Training Programs for Structural Pest Control Providers


Professional Training Page Introduction

The Association values its relationship with the US Environmental Protection Agency’s Pesticide Registration Division (PRD) and works to maintain open communication and information sharing to further the goals of fair and consistent regulation of pesticides used in structural pest management. To that end, it is important that PRD staff be fully aware of pest management techniques and practices, which can vary from region to region, and over time as new methods and challenges arise.

In 2005, the Association sponsored its first technical training workshop for decision makers in the U.S. PRD to address emerging issues with termite protection practices and materials.

Decisions made by PRD on label directions and methods of application for the protection of structures have a direct influence on the efficacy of termite protection practices and the enforcement of pesticide application and consumer protection programs administered by Association members.

Discussions between PRD and ASPCRO leadership demonstrated the need to have the decisionmakers in PRD, “walk in the shoes” of a pesticide applicator so that they could see first-hand, the methods and procedures required for a proper termiticide application.   There was a need ensure that federal regulatory officials (EPA) understood the requirements of termiticide pesticide labels, and the difficult challenges applicators managed during a pesticide application.

ASPCRO leadership, along with its industry and academy partners, sought to find a location where the workshop could demonstrate the challenges termiticide applicators were having with the mitigation of difficult termite infestations, structural anomalies, terrain and environmental problems as well as interpreting the language utilized on termiticide products.  The goal of the training was to provide relevant, first-hand knowledge and experience of what it was like to perform termite inspections and pesticide applications for the protection of structures and dwellings from termite infestation.

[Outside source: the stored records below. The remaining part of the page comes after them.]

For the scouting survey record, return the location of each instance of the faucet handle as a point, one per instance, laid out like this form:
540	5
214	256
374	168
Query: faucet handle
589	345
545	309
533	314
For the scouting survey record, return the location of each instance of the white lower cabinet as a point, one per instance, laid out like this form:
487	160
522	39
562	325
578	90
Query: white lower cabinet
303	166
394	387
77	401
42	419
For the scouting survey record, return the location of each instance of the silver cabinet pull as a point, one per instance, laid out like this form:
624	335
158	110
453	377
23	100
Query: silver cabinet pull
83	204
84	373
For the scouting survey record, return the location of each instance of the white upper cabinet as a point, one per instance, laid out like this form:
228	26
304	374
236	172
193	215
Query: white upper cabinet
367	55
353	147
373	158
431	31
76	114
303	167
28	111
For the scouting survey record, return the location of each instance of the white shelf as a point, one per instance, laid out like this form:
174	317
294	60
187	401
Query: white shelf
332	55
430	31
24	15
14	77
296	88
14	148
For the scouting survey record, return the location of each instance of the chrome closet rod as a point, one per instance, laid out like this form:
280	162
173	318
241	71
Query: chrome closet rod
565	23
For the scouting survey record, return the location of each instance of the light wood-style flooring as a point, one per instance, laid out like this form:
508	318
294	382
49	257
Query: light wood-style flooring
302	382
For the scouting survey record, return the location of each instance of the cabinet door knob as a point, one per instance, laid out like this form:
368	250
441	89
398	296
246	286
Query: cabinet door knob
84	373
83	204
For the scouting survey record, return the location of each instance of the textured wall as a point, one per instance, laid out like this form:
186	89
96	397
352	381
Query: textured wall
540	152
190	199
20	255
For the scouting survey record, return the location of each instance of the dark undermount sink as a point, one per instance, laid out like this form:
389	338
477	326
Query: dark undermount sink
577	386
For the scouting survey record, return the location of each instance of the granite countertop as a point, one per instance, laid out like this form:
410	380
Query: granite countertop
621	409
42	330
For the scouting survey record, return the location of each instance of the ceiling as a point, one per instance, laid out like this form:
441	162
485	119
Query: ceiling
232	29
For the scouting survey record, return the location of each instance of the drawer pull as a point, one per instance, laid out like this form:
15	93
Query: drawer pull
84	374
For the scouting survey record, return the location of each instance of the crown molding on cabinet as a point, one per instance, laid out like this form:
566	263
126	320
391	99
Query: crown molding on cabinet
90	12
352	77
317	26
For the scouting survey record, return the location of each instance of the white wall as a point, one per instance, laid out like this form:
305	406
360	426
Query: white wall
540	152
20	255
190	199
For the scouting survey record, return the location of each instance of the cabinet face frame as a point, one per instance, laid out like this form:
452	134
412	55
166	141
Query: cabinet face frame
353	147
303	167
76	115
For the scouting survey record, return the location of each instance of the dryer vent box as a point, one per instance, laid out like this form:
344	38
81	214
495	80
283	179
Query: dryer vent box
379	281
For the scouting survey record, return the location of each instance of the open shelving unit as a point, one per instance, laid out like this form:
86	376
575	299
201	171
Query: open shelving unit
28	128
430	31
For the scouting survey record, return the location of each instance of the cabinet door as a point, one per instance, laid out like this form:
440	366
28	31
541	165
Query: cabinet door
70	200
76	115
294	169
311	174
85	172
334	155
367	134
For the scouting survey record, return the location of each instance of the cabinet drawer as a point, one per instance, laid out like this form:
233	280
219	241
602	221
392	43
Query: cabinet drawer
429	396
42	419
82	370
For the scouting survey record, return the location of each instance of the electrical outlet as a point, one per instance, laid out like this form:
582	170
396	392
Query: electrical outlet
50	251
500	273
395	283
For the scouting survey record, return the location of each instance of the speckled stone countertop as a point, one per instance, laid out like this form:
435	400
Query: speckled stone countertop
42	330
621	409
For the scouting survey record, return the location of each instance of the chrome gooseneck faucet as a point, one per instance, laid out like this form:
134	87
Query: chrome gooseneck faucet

A suitable location for the inaugural training workshop was found when it was learned that Formosan termites had infested an apartment complex in Atlanta, GA.  These termites had been inadvertently transferred in railroad ties from the New Orleans, LA which had been struggling to gain control of the termites since their introduction after World War II.  The railroad ties were used as landscaping features at this and another apartment complex within the city, thereby resulting in Formosan termite infestations of some structures within these apartment complexes.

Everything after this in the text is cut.